The authors propose a theorem that says that given a set of documents and any permutation of it, if we have a probability specified for each adjacent pair, that is necessary and sufficient to uniquely identify a target probability for each pair in the set. So let's see this:
def p_to_distance(p):
return np.log(p/(1-p))
collection = {'A', 'B', 'C', 'D', 'E'}
p = np.random.uniform(0,1,4)
p
p_to_distance(p)
permutation -> 'A', 'B', 'C', 'D', 'E'
adjacent probs -> 0.77713275, 0.79908694, 0.33050207, 0.67320075
distances -> 1.24903487, 1.38059745, -0.70591514, 0.72269752
So with this distances we can compute every distance we want for any two elements in our set. The distance between say first element and third element would be $o_{AC} = o_{AB} + o_{BC} =$ 1.24903487 + 1.38059745 = 2.62963232. So this way we could compute all the distances and order the set. So let's check which element goes first, B or D. We know directly that B has a higher rank than C and C has a lower rank than D, so both B and D have a greater rank than C, but which of these goes first?
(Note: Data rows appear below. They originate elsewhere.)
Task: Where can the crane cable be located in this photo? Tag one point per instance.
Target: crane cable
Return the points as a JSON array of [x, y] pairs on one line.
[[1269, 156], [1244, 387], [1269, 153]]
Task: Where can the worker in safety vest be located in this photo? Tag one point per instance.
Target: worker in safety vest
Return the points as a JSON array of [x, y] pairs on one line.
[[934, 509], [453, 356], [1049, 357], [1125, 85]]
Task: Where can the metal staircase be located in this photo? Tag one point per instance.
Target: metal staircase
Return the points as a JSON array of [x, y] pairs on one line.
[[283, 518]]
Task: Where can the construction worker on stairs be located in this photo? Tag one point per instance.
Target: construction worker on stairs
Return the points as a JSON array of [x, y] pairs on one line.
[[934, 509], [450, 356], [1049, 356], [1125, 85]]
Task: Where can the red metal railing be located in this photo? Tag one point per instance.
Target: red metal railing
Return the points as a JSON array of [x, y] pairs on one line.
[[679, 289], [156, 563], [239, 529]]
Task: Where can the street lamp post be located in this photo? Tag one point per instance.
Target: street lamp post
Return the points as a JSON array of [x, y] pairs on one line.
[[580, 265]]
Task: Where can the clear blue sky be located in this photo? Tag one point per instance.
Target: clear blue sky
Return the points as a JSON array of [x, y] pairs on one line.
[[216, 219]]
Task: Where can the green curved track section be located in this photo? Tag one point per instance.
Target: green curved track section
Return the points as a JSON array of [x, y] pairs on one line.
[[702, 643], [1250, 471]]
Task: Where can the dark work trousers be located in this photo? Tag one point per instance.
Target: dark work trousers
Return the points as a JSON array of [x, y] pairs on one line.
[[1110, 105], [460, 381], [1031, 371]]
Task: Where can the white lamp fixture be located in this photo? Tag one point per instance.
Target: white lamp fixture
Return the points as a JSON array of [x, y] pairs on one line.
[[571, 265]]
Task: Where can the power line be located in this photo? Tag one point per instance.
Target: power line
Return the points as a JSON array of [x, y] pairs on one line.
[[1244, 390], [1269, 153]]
Let's compute the distance between B and D and compare it to that of B and C. $o_{BD} = o_{BC} + o_{CD}$ and since we know that $O_{BC} \geq 0$ , if $o_{CD}$ is positive then $o_{BD} \geq o_{BC}$, if it is negative then $o_{BD} \leq o_{BC}$. Since $o_{CD} \leq 0$, we know that C is smaller than D, and D is smaller than B. The path I have taken is not optimal since we do not need to compute anything since we know that C is smaller than B and D, and we have the distance between B and C and between C and D and we see that the distance between B and C is greater than that of C and D. So without taking E into account we would have so far -> A > B > D > C.
As I mentioned earlier, this paper is a little bit old, so I do not think it is worth talking much about the architecture, I will just mention that they have a one layer network with no activations, so just a linear model and a double layer neural network. The fact that they use a one layer NN is to benchmark against other linear models. And this is actually one of the results of the paper: their linear model outperforms the other linear models basically, they say, due to the approach with this pair-based cost function. In this paper a neural network is used but the ranking function can of course be any differentiable function.